Comparison of plain ice and flavoured ice for preventing oral mucositis associated with the use of 5 fluorouracil.J Clin Nurs 2005; 14(6):750-3JC
AIMS AND OBJECTIVES
The study aimed to compare the use of plain ice, flavoured ice and standard care, to evaluate the effect on mucositis and to determine patients' perceptions of the two forms of oral cryotherapy.
Despite evidence that oral cryotherapy is useful in preventing mucositis in patients receiving 5-fluorouracil, concerns have been expressed about its clinical utility, due to potential side effects and negative perceptions.
A randomized, controlled, crossover trial was conducted in the outpatient chemotherapy department of an acute care teaching hospital in Perth, Western Australia. Patients were randomized to receive each of three interventions across three cycles of chemotherapy: standard care alone; standard care plus plain ice; and standard care plus flavoured ice.
Oral mucositis was assessed by nurses prior to each of the three chemotherapy cycles and 15 days after each intervention. Two assessment tools were used, the Oral Assessment Guide, and the Western Consortium Cancer Nursing Research Scale. Participants completed a questionnaire to determine their comfort and satisfaction with oral cryotherapy, as well as factors affecting compliance.

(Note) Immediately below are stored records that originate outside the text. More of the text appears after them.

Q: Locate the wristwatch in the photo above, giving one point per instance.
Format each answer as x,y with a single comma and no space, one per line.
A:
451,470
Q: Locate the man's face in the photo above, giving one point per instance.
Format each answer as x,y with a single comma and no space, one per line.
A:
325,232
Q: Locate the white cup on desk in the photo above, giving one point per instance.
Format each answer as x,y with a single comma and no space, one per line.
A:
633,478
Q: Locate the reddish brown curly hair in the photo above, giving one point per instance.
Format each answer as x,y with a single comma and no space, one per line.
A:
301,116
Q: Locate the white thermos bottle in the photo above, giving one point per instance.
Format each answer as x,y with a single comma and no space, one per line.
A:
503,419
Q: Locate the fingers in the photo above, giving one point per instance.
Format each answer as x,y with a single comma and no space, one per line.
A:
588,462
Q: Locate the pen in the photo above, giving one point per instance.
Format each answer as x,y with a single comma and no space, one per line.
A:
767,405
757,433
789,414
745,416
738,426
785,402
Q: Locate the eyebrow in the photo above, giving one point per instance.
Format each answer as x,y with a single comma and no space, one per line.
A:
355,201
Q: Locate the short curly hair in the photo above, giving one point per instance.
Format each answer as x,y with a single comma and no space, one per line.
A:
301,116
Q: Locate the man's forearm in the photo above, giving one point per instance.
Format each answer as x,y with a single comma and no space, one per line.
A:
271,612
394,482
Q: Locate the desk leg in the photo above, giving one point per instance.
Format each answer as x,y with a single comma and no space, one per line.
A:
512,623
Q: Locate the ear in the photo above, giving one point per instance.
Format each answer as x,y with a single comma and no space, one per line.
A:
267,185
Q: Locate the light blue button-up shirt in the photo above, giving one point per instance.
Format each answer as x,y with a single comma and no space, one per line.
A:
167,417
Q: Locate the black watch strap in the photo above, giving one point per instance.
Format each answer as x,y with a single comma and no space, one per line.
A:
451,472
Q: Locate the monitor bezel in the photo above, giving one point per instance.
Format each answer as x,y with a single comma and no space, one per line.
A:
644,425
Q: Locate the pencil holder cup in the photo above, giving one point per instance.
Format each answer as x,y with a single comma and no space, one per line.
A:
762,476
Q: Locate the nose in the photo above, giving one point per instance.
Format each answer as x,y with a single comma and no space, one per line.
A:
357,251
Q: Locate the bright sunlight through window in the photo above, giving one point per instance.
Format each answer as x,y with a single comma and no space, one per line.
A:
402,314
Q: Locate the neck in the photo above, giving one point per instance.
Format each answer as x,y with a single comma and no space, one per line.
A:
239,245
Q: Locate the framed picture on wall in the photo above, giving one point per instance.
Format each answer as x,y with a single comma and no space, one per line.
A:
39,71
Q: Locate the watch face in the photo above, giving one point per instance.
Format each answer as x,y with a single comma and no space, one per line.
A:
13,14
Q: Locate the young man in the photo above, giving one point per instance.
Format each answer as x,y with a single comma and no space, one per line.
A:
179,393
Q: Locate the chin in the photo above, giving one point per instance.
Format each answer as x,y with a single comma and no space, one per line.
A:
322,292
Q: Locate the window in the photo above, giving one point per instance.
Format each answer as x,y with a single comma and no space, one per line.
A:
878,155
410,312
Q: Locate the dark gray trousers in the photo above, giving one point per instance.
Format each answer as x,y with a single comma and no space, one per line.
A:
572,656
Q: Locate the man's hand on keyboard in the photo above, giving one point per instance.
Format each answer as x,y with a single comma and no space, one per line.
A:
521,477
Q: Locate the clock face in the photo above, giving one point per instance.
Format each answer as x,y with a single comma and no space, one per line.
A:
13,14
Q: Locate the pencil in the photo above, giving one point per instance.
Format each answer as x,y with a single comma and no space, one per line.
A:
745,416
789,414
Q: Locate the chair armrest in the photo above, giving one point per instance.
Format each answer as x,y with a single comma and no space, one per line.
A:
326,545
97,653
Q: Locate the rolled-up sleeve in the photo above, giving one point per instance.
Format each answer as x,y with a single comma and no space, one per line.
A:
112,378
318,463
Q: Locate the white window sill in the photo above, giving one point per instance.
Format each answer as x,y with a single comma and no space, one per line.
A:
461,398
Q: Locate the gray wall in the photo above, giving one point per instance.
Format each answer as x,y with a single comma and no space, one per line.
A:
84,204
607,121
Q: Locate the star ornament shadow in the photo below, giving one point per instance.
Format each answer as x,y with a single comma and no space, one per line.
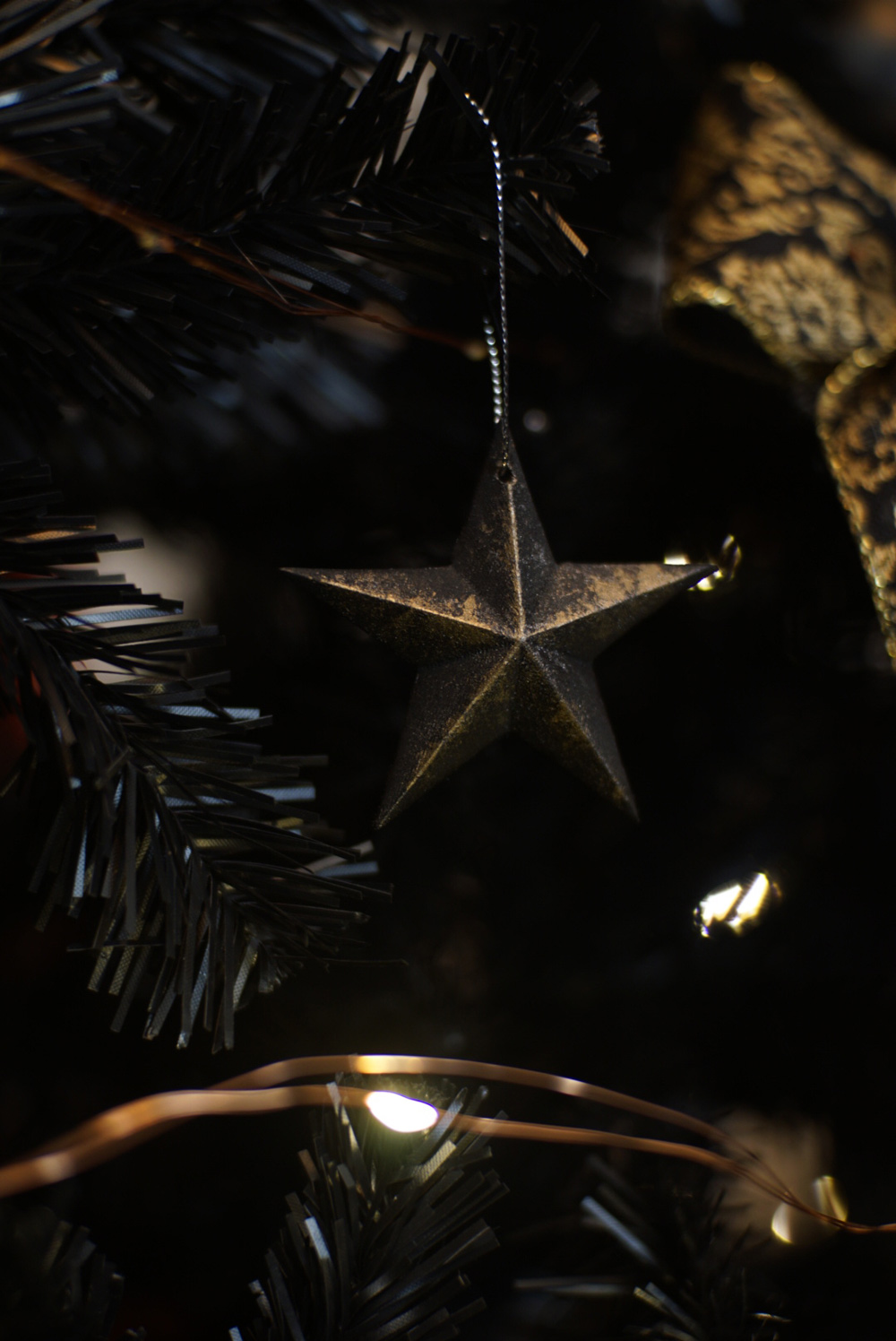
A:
504,638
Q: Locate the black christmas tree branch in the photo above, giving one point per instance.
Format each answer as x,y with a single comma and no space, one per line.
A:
658,1265
194,859
56,1285
380,1242
229,167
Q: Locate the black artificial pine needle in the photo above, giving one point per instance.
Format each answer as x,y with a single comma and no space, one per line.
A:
659,1265
380,1241
270,148
194,862
56,1285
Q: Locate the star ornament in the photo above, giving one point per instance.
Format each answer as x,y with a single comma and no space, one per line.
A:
504,638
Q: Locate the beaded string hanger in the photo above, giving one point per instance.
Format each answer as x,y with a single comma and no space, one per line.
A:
504,636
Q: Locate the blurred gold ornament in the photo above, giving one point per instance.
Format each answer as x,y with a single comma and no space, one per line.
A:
737,907
784,259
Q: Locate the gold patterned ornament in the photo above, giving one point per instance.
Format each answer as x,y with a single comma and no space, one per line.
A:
784,256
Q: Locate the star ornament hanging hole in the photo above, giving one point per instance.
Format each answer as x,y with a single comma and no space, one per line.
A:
504,640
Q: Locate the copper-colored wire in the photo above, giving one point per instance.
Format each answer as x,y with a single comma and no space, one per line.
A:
263,1090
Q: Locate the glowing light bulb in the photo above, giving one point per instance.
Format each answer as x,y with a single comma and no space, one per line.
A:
738,905
400,1113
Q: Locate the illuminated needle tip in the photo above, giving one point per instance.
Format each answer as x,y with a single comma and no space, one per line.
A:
400,1113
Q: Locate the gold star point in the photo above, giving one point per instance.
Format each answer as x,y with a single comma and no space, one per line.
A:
504,638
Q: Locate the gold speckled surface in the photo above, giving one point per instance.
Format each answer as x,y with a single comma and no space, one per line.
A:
504,638
785,227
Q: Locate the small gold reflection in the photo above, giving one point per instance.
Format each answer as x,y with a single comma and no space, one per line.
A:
728,564
794,1227
738,905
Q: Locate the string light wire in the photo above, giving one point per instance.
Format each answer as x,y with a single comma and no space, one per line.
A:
269,1089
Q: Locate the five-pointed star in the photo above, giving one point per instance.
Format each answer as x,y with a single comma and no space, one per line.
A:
504,638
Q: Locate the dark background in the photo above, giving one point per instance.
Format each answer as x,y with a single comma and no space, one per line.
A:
538,925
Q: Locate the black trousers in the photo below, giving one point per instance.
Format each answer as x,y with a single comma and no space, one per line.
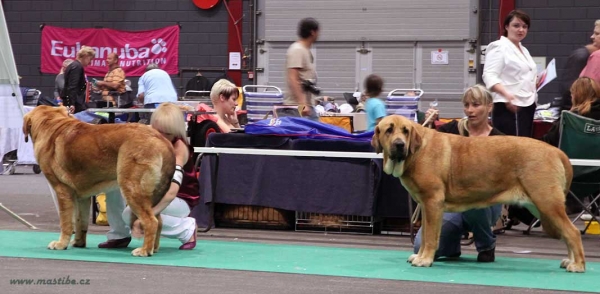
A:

Findings from 67 patients revealed that when participants used standard care alone, they were significantly more likely to experience symptoms of mucositis than when they used either plain or flavoured ice. Odds ratios were at least threefold higher for standard care alone, varying according to the instrument used. The two main concerns reported were the taste of flavoured ice and the time required to complete the cryotherapy interventions. Side effects such as nausea, sensitivity and headache were reported more frequently for flavoured ice (n = 11) compared with plain ice (n = 5) and standard care (n = 1).
Both forms of oral cryotherapy were effective in reducing the severity of oral mucositis after chemotherapy and were more effective than standard care alone. Flavoured ice was associated with the highest frequency of side effects.
RELEVANCE TO CLINICAL PRACTICE
The benefits of cryotherapy appear to outweigh the problems in this sample of patients. The intervention should be tailored to individual patients, based on preferences for plain versus flavoured ice and small chips vs. larger blocks. Unsweetened frozen fruit juices should be evaluated. Time constraints could be addressed by providing transportable containers of ice.